Helme, conhecido por fazer ecoar as posições nacionalistas do seu pai, Mart Helme, reconheceu que "houve um crescimento rápido do PIB ao longo de 20 anos e que o país desenvolveu-se" a um ritmo sem precedentes, mas desvalorizou que a UE tenha influenciado esse processo: "Podia ter ocorrido se não tivéssemos aderido. Nunca saberemos."
A adesão à UE também "importou ideologias radicais" para a Estónia que de acordo com o líder partidário prejudicaram a sociedade estónia, como a "destruição da família tradicional, o multiculturalismo, que não estava presente na Estónia até à adesão".
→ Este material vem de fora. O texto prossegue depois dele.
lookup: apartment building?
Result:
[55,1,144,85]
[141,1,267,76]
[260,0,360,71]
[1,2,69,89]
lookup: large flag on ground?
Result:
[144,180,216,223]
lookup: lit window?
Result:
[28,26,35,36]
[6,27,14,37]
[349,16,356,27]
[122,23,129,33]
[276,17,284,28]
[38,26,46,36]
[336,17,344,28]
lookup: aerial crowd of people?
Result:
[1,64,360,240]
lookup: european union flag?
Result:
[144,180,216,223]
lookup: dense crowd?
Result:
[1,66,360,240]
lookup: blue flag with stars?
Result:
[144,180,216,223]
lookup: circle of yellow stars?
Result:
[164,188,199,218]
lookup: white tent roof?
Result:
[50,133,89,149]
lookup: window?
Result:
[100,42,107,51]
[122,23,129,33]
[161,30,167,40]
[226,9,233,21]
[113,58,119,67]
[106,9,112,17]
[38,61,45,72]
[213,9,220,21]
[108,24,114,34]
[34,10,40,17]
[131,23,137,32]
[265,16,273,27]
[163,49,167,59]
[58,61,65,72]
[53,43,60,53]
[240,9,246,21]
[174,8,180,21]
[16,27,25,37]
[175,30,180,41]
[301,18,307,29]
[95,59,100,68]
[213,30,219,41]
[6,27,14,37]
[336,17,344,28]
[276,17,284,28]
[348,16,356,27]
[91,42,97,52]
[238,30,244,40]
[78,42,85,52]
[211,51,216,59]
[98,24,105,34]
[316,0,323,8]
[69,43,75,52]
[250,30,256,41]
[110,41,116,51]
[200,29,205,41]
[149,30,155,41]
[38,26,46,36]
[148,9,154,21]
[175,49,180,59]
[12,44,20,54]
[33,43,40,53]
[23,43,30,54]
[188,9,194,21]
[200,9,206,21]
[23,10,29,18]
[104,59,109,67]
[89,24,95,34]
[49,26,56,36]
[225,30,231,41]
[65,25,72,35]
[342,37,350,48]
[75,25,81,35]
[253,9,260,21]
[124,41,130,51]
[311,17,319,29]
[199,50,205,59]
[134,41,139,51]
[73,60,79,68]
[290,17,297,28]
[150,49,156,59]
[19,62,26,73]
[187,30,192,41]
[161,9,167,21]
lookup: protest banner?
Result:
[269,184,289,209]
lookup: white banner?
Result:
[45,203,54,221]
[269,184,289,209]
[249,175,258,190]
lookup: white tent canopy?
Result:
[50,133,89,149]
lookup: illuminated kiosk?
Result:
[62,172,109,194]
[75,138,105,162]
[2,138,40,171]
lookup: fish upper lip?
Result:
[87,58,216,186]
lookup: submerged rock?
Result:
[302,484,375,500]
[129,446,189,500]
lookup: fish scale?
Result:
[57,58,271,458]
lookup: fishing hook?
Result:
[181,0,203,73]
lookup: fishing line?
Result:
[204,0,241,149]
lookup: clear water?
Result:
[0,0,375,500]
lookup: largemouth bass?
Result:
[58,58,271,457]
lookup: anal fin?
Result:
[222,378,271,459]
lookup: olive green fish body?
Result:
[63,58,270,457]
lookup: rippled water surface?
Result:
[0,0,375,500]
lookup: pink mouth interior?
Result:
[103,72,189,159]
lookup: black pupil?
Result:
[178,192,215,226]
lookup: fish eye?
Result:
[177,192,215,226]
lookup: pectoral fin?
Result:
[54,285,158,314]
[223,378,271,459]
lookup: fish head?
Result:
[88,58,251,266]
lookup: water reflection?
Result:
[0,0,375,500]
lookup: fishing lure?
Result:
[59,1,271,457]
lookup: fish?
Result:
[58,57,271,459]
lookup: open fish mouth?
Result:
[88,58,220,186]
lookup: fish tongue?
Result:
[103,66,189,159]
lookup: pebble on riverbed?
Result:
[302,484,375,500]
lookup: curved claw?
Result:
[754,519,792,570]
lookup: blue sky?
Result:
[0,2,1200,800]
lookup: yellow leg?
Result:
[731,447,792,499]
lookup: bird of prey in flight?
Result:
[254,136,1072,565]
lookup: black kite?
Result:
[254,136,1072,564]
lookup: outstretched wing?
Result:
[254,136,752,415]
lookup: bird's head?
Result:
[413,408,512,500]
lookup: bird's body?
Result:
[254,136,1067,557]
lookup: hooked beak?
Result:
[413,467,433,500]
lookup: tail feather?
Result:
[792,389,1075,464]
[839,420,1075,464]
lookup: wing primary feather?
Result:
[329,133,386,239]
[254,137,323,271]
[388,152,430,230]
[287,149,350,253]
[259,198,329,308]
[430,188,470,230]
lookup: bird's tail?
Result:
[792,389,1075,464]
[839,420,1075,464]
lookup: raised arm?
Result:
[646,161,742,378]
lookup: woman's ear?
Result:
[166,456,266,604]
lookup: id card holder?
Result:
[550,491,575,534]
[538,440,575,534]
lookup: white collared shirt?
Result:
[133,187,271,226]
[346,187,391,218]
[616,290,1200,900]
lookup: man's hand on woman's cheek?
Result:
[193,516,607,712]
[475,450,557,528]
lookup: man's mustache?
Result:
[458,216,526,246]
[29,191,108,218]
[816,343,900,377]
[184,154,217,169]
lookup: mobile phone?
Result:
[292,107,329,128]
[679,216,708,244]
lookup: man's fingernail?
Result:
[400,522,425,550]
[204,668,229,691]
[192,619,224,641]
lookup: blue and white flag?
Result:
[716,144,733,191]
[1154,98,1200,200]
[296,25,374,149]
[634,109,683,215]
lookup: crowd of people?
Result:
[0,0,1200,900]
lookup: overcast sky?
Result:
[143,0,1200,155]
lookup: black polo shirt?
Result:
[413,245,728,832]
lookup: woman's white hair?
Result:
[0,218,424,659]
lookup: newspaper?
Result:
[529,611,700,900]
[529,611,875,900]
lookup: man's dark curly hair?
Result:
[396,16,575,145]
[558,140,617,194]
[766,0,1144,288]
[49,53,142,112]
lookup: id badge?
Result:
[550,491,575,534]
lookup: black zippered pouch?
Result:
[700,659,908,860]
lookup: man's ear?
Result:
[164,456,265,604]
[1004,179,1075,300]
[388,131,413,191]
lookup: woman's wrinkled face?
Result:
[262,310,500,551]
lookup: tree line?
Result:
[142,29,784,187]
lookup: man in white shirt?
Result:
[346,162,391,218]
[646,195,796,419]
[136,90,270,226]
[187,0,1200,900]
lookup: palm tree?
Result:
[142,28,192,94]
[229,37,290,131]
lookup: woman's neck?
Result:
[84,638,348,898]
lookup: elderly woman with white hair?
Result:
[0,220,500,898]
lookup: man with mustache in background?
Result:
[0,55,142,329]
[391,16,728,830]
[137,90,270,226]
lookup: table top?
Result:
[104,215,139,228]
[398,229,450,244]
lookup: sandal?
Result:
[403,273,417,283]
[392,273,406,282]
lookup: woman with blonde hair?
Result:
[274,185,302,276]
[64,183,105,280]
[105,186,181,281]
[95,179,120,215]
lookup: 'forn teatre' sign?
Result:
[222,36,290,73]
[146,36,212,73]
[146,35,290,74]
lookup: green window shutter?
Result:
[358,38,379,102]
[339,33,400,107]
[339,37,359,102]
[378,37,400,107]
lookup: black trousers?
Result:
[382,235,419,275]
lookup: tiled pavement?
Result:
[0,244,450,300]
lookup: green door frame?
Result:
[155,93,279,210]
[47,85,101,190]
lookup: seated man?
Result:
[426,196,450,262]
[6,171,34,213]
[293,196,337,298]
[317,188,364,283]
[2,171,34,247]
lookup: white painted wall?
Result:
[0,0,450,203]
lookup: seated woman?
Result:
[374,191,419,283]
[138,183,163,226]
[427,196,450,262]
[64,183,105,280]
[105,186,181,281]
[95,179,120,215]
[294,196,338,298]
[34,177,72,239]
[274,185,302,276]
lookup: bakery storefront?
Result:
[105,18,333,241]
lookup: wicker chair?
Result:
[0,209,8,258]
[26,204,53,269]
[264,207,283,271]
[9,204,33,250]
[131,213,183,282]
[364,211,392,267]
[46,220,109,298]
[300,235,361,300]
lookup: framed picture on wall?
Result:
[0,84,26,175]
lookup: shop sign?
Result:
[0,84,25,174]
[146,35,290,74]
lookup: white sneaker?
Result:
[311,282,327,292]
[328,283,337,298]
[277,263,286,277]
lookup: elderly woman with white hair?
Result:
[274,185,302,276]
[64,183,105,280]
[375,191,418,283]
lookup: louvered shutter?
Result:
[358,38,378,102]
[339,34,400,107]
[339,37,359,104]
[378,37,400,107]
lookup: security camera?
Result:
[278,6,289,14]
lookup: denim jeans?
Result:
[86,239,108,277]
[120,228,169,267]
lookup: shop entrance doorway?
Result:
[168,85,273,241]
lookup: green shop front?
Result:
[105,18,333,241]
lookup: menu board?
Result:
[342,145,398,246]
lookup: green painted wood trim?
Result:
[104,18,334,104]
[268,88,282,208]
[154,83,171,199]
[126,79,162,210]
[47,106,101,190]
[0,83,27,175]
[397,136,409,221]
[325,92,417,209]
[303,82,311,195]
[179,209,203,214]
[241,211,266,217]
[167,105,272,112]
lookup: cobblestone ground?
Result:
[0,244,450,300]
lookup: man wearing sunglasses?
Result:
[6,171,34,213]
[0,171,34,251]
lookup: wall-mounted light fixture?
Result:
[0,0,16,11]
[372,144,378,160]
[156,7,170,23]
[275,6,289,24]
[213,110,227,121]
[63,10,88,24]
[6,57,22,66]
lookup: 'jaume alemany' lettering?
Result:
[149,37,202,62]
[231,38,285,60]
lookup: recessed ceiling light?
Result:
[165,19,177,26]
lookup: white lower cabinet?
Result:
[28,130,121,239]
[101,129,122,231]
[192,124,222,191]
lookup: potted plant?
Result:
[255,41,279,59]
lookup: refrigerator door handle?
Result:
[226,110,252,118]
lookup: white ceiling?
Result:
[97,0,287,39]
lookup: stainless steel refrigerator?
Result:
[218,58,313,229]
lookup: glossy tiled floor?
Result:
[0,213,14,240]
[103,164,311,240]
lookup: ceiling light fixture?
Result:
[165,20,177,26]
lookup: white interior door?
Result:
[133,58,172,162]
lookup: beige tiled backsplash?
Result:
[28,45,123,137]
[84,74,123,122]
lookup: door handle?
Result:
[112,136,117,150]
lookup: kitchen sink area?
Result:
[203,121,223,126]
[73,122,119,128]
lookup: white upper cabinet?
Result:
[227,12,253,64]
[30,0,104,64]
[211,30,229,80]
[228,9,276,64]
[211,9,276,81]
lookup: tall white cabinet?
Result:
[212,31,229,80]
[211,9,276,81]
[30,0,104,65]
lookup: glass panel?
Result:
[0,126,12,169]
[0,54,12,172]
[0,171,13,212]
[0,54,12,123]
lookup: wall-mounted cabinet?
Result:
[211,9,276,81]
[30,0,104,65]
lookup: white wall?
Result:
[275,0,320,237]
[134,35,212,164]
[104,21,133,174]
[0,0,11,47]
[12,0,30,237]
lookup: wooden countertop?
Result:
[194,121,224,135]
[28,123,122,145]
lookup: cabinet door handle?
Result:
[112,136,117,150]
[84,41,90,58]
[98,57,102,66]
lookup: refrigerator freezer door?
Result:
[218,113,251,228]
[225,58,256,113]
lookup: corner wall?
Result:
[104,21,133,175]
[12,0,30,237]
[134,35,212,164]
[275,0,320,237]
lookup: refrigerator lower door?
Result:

"E há sempre o problema de imigração para a Estónia. Já tínhamos sofrido com isso durante a ocupação soviética. A União Soviética tinha uma política de trazer o maior número de pessoas de outras partes da União Soviética para a Estónia, por isso este assunto é muito sensível para nós", advogou, sem apresentar evidências que consubstanciem as alegações do problema atual com a imigração.
E adensou as críticas a Bruxelas: "A solução da Comissão Europeia para tudo é sempre retirar a soberania dos Estados-membros e depois fica tudo uma confusão. Foi assim com as vacinas [contra a Covid-19], com a imigração, com a saúde e finanças. A ideia da UE é centralizar tudo e acaba por piorar. Por isso também não quero vê-la seguir um caminho de política de segurança comum".
A Lusa fez sucessivos pedidos de entrevista, ao longo de várias semanas, ao Isamaa, partido de extrema-direita, mas não obteve resposta em tempo útil.